Il était l'heure, et je n'avais pas besoin de montre pour le savoir. Le soleil m'indiquais déjà bien assez l'heure qu'il était. Environs sept heure. Pas si pressée, j'étais entrée dans le centre médicale, passant par l'aile sorcière où mon père en était le directeur. Bien sûr, lui non plus je ne pouvais le voir dans cet état, mais j'avais appris son emploi du temps par cœur, et ce matin là ce dernier ne commençait pas son service avant neuf heure, j'avais donc une marge d'une heure. Une marge d'une heure pour entrer dans son bureau en toute discrétion et fouiller dans son bureau en prenant soin de tout remettre en place après mon passage. J'y cherchai quelque chose de spécifique, quelque chose qu'il avait sûrement dût garder.

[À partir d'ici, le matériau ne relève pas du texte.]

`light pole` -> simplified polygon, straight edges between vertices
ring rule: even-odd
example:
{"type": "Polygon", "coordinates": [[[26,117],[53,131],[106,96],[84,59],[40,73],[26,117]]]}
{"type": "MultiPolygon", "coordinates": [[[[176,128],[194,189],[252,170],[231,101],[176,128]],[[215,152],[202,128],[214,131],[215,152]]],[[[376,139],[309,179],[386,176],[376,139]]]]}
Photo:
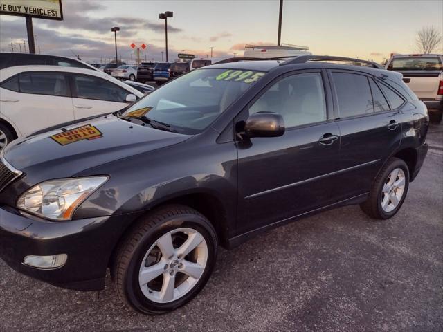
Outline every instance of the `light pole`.
{"type": "Polygon", "coordinates": [[[283,0],[280,0],[280,12],[278,14],[278,39],[277,39],[277,46],[280,46],[282,44],[282,16],[283,15],[283,0]]]}
{"type": "Polygon", "coordinates": [[[117,66],[118,63],[118,57],[117,57],[117,31],[120,31],[120,28],[114,26],[114,28],[111,28],[111,31],[114,33],[114,39],[116,43],[116,66],[117,66]]]}
{"type": "MultiPolygon", "coordinates": [[[[165,12],[159,14],[159,18],[160,19],[165,20],[165,50],[166,50],[166,62],[168,62],[168,17],[172,17],[174,13],[172,12],[165,12]]],[[[162,59],[163,61],[163,59],[162,59]]]]}

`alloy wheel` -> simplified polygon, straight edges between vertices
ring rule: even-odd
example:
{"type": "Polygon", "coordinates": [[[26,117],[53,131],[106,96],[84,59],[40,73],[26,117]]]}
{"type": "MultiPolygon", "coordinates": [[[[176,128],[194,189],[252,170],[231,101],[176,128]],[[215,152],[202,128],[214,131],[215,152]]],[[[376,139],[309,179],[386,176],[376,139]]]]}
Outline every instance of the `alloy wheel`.
{"type": "Polygon", "coordinates": [[[399,204],[404,193],[405,174],[401,168],[395,168],[389,174],[381,190],[381,208],[386,212],[394,210],[399,204]]]}
{"type": "Polygon", "coordinates": [[[171,230],[143,257],[138,273],[141,291],[156,303],[179,299],[197,284],[207,260],[208,245],[201,234],[188,228],[171,230]]]}

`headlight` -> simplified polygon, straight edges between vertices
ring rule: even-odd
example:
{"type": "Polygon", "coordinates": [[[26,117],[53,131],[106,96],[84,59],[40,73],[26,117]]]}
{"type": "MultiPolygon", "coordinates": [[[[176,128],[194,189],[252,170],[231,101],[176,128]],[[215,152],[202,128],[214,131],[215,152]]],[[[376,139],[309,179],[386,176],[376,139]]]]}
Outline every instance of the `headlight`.
{"type": "Polygon", "coordinates": [[[69,220],[75,208],[107,179],[93,176],[43,182],[25,192],[17,207],[44,218],[69,220]]]}

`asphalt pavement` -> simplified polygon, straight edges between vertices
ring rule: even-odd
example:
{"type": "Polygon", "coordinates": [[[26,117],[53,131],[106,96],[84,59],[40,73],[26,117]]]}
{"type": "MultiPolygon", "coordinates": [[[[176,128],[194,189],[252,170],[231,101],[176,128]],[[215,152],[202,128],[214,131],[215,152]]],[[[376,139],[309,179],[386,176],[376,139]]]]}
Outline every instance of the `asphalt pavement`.
{"type": "MultiPolygon", "coordinates": [[[[161,316],[100,292],[58,288],[0,260],[4,331],[443,331],[443,124],[392,219],[359,206],[327,211],[220,250],[209,282],[161,316]]],[[[98,241],[100,241],[98,239],[98,241]]]]}

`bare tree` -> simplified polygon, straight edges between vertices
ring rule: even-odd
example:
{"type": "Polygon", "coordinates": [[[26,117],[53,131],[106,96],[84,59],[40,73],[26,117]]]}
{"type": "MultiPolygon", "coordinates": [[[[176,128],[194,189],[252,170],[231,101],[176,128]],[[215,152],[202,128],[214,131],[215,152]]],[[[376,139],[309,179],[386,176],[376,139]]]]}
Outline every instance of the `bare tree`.
{"type": "Polygon", "coordinates": [[[441,43],[440,33],[434,26],[423,27],[417,33],[415,44],[419,51],[423,54],[431,53],[441,43]]]}

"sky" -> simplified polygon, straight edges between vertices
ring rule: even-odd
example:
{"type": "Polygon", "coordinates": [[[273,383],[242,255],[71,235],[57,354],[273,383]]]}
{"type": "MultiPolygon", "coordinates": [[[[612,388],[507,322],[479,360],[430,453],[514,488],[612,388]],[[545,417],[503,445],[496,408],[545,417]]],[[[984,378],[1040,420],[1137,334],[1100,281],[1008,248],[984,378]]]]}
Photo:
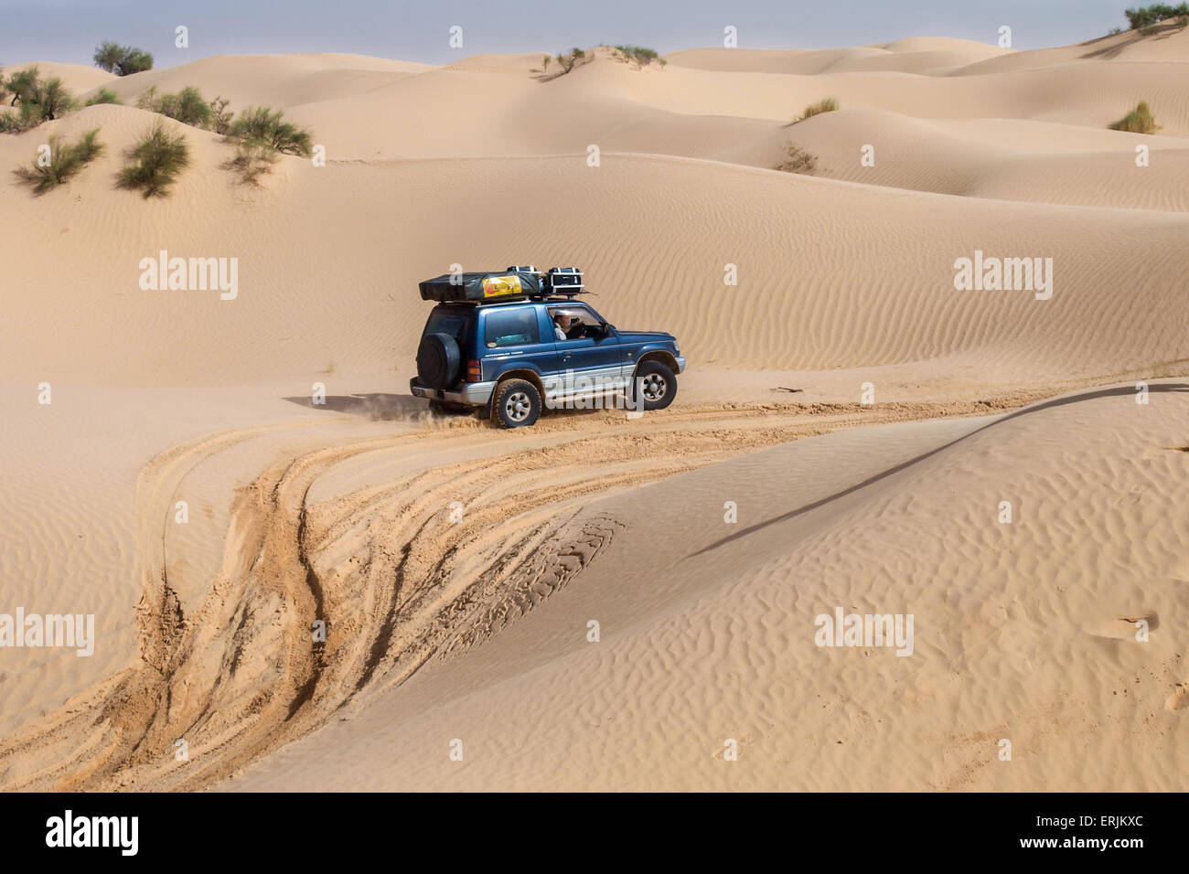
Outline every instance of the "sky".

Mais c'était bien inutile d'en parler pour le moment. La seule chose que je laissa en désordre fut un dossier, posé en plein milieu de son bureau, dans lequel j'y avais rangée mes thèses, anti-thèses, synthèses, et mes notes aux examens du trimestre – toujours aussi excellentes que d'habitude. J'aurais aimée lui écrire un mot pour lui dire que tout allait bien, mais à vrai dire je n'en avais pas la force, mes mains trop tremblantes pour que mon écriture paraisse être celle de quelqu'un qui va bien.
Après ça je m'étais alors rendue dans l'aile moldue, pile à l'heure pour mon rendez-vous. Cela ne faisait qu'à peine un mois que j'avais commencée ma cure et qu'elle me suivais, à peine un mois que j'avais fais sa connaissance. Une belle rouquine sur qui pourtant je n'avais pas du tout jetée mon dévolu cette fois. Peut-être étais-je lesbienne assumée, mais sûrement pas du genre à sauter sur la première femme passante, ou à reluquer la première jolie femme qui croise ma route. Puis, ce n'est pas comme si je pouvais plaire à tout le monde, après tout, ou même à qui que ce soit à vrai dire. Encore debout, la rouquine sortit de son bureau avant que je ne puisse me poser. Visiblement elle aussi était toujours autant à l'heure, mais peut-être qu'elle ne calculait pas son trajet comme moi, peut-être regardait-elle tout simplement son horloge murale, ou sa montre. Lorsqu'elle me tendis la main, je ne pus m'empêcher de sembler réticente à la lui serrer. Les miennes étaient tremblantes. Mais finalement, je me décidais à le faire avant de replonger les mains dans la large poche de mon sweat-shirt. Ce ne fut pas compliqué pour moi de m'installer, et si elle m'avait vue au tout début au bout de ma vie à tenter tout de même de me tenir droite et de paraître moins tendue, aujourd'hui est un jour bien différent des autres. Je suis totalement défoncée, et c'est peu dire. Je laisse paraître un visage fatigué, des paupières à demi-closes, des pupilles dilatées. Je me laisse aller sur la chaise, les genoux recroquevillés sur moi, les pieds sur la chaise. On aurait put même dire que je m'étais mise à croupi sur cette chaise, prenant bien soin de ne pas écraser la petite créature dans mon dos. Mes cheveux étaient attachés après tout, elle ne pouvait se cacher ailleurs que dans ma capuche.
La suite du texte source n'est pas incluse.